Georgia said it had ended a brief mutiny at a military base near the capital on Tuesday that broke out after the arrest of a former special forces commander accused of planning to disrupt NATO exercises.
President Mikhail Saakashvili said in a televised address that the mutiny was an isolated case and the situation in the country was fully under control.
"I personally led negotiations with the mutineers and suggested they turn in their weapons and give themselves up to police" and had suggested force could be used if they declined, he said.
The mutiny followed an announcement by the Interior Ministry that it had uncovered a Russia-supported plot to overthrow the government and had arrested the suspected organizers. The defense minister said the mutiny was in response to the arrests the night before.
But the Interior Ministry later backed off and said the coup plotters, backed by Russian troops, were intent mainly on disrupting NATO military exercises set to begin Wednesday in Georgia.
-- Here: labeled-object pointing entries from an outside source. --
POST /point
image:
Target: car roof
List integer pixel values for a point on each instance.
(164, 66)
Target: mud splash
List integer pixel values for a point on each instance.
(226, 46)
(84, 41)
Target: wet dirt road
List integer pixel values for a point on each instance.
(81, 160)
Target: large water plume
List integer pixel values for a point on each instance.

An official in Saakashvili's office said the mutiny was effectively over and that the intent of the mutineers seemed to be limited to disrupting the upcoming NATO exercises. There was no evidence, he said, that they planned a coup attempt. Neither is there any evidence of Russian involvement. He spoke on condition he not be identified because he was not authorized to speak on the record.
Russia, which fought a brief war against Georgia last year, has sharply criticized the exercises, which it said would encourage Saakashvili to rebuild its devastated army.
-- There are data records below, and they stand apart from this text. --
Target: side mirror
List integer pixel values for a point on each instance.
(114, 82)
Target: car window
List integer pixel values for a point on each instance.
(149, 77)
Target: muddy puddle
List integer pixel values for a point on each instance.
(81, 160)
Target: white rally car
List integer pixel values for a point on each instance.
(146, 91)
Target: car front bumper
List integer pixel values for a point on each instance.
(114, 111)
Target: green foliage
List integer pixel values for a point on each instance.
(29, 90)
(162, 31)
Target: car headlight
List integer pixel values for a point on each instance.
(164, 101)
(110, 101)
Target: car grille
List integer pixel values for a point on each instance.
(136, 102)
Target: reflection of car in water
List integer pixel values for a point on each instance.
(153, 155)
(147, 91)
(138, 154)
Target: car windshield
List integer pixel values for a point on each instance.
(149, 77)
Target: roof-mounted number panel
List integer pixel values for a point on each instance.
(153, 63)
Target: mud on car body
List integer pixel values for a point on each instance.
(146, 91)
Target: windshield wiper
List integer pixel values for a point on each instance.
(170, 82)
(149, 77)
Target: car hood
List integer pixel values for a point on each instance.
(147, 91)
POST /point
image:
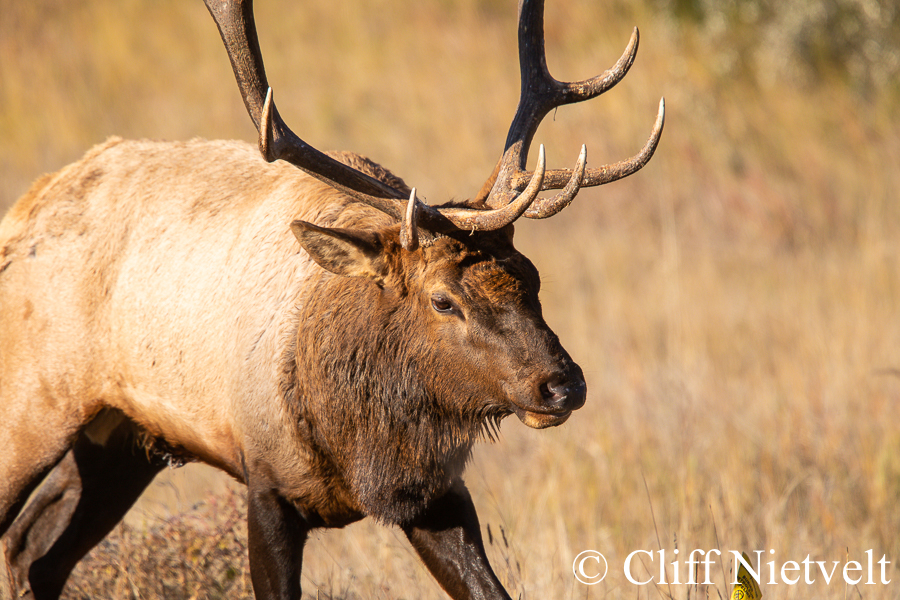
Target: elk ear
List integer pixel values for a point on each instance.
(345, 252)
Protests against Saakashvili
Saakashvili has been the target of more than three weeks of street protests by opposition demonstrators demanding he resign. His government has accused Russians of supporting the opposition.
The official in Saakashvili's office said, "There's absolutely nothing going on in Tbilisi, at the base or anywhere in the country."
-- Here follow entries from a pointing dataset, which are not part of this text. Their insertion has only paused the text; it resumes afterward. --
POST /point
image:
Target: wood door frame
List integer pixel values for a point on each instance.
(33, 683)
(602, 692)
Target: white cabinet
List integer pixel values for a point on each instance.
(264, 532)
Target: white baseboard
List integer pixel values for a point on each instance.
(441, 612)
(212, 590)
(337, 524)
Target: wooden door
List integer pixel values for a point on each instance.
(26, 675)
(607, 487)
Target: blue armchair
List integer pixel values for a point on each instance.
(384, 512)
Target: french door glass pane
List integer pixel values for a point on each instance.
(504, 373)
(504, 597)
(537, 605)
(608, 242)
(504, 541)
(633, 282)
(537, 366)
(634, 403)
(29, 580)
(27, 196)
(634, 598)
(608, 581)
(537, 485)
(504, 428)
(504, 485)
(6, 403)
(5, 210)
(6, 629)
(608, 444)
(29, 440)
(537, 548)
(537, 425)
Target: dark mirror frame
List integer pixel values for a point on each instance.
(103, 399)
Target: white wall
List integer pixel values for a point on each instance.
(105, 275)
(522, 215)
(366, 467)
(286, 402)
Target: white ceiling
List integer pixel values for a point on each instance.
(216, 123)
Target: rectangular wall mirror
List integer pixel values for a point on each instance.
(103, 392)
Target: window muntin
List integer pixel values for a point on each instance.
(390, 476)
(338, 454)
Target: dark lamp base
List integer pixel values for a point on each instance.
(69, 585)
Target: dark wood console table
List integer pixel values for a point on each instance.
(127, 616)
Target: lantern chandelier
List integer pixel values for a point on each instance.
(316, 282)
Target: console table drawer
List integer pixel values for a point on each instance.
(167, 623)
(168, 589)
He said the mutiny was inspired by a small group of disgruntled officers who were involved in a similar action at the same base in 2001.
Russia, opposition decry 'tall tale'
Russia's NATO envoy Dmitri Rogozin was quoted by the Interfax news agency as saying the allegations of Russian involvement were "crazy."
Opposition leader and former Saakashvili ally Georgy Khaindrava said the reports of the planned coup were made up.
"It's nothing but a tall tale, and we've heard so many of them already," Khaindrava said. "Saakashvili could not make up anything smarter."
NBC News correspondent Jim Maceda, who has reported from the region, said he thought Saakashvili was "dying to flex his muscles" ahead of the NATO exercises.
"The government says it has arrested or is seeking three civilians who were plotting a coup; these individuals have been picked up before for previous so-called mutinies that never panned out," he said.
"This latest 'crushed coup' is more about internal politics, and building up Saakashvili's 'western credentials,' than any major threat to [his government]. Given [Saakashvili's] track record, it could all be for show. But this also being Georgia, it's worth monitoring as NATO war games continue over the next four weeks there."
Interior Ministry spokesman Shota Utiashvili said the suspected coup plot was organized by a former special forces commander, Georgy Gvaladze. Gvaladze and an army officer on active duty have been arrested, the spokesman said.
He said the ministry has a video of Gvaladze talking to his supporters about the planned coup, and that he is shown saying that 5,000 Russian troops will come to support the coup, planned for Thursday.
Defense Minister David Sikharulidze said he had been blocked from entering the military base in Mukhrovani, about 20 miles from Tbilisi, the capital. The base's tank battalion of about 500 army personnel had announced that they would refuse to follow orders, he said.
Among the mutineers were civilians who had no relation to the battalion, he said.
The NATO exercises, which continue through June 1, were originally planned to include about 1,300 personnel from 19 NATO and partner nations.
But some former Soviet republics have recently decided not to take part.
Among the countries to back out was Armenia, which is dependent on Russia for its economic survival. Four other former Soviet republics — Estonia, Latvia, Kazakhstan and Moldova — and Serbia also had decided to pull out, the Russian newspaper Vedomosti reported Tuesday.